Enhanced Computer Features
Tech Specs: Widescreen anamorphic, aspect ratio 2.35:1, DTS 51. Digital Surround Sound, THX-Ceritified, Dolby Digital 5.1 surround sound, French mono, English & French subtitles
By now, it's pretty clear that Pirates
of the Caribbean: The Curse of the Black Pearl is
more than just a good film. It single-handedly revived a
genre and made theater marquees safe for subtitles again.
So when it comes to buying the DVD, it's a no-brainer. Disney
only has one version available, so you have no option but
to get the two-disc set loaded down with extras. And not
just "some" extras," but over ten hours of bonus materials.
The real question then becomes, are you going to watch any
In a move that's almost overkill (and may be counting for at least six of those ten promised hours), the film comes with a choice of three audio commentaries. As a testament to his own enthusiasm for the project, star Johnny Depp sits in to discuss the film with director Gore Verbinski. Both are so laid-back and low key about the whole thing, though, as to be almost indistinguishable. While they have a few insightful anecdotes to mumble, they spend so much time praising the writers of the film that you might as well just jump right to that commentary.

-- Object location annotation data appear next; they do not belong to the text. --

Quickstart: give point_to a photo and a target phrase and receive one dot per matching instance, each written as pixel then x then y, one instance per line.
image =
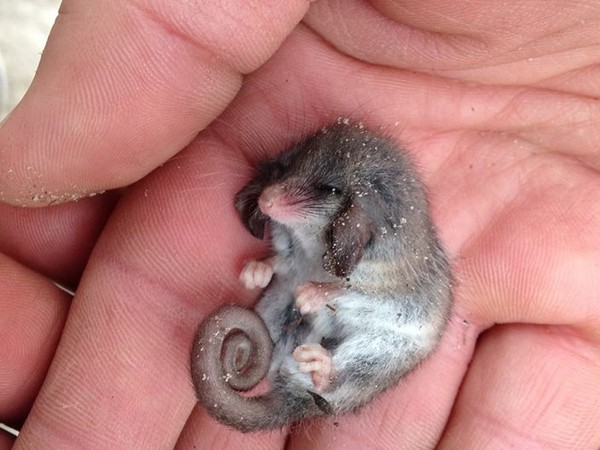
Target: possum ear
pixel 246 204
pixel 349 234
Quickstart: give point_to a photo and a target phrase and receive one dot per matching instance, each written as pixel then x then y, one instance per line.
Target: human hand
pixel 496 105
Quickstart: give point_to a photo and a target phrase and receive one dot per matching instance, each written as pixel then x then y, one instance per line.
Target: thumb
pixel 125 84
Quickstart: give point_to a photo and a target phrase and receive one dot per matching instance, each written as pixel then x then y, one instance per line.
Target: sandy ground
pixel 24 28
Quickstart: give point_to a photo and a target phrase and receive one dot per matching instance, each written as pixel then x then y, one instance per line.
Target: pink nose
pixel 268 199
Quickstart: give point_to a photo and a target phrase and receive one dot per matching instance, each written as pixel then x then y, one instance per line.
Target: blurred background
pixel 24 28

Indeed, credited screenwriters Ted Elliott and Terry Rossio offer a lot in way of explaining story problems and structure, as well as how they reached the solutions they did. The two writers almost drown out the other two, hapless Stuart Beattie and Jay Wolpert, who wrote earlier drafts that even in their own explanations sound far less interesting. A note of quiet defensive desperation creeps into Beattie's and Wolpert's voices, but little in the way of real value.
Uber-producer Jerry Bruckheimer teams with Keira Knightley and Jack Davenport for the third commentary. While Bruckheimer is interesting, a man who really knows how to make his formula work, the two actors seem more dazzled to just be included. At any rate, and as is often the case with commentary, a lot of the intriguing behind-the-scenes information gets offered much more succinctly in a behind-the-scenes documentary.
The second disc is loaded with such material. If you're really just interested in a quick overview of the whole thing, the main documentary should be enough. It takes the viewer all the way through the film's premiere, with an insidiously clever little Disney marketing trick: though the premiere took place at Disneyland, the sign they show is for Disney's California Adventure. Do not be fooled, people; that park has no pirates. Nor any foot traffic.
But Disneyland does have pirates, and because of that, some of the extras have a little extra bit of cool. This disc set delves deeply into the origins of the ride that inspired the film, much of it to be viewed leisurely on your computer. (Once again, as a Mac user, I'm plumb screwed on that front.) However, straight out of the Disney archives comes a television special discussing the ride's opening, including footage of Walt explaining his excitement for it to a wide-eyed all-American happening chick from his conservative '60's America.
Watching this special actually gives you a better sense of the basic "plot" of the ride itself. Sections of the soundtrack now drowned out by the song finally become clear. And as a bonus, you're seeing the non-p.c. original version of the ride; a few elements have been changed as to not offend women - for we know perfectly well that pirates would take a fine slice of roast beef over a buxom wench any day.
Of course, it still all boils back down to the film - which loses none of its luster in the great transfer done by Buena Vista. It still feels a little bulky to me, but when it's at its highest moments, Pirates of the Caribbean is one heck of a ride. So turn up the surround sound and shiver your timbers.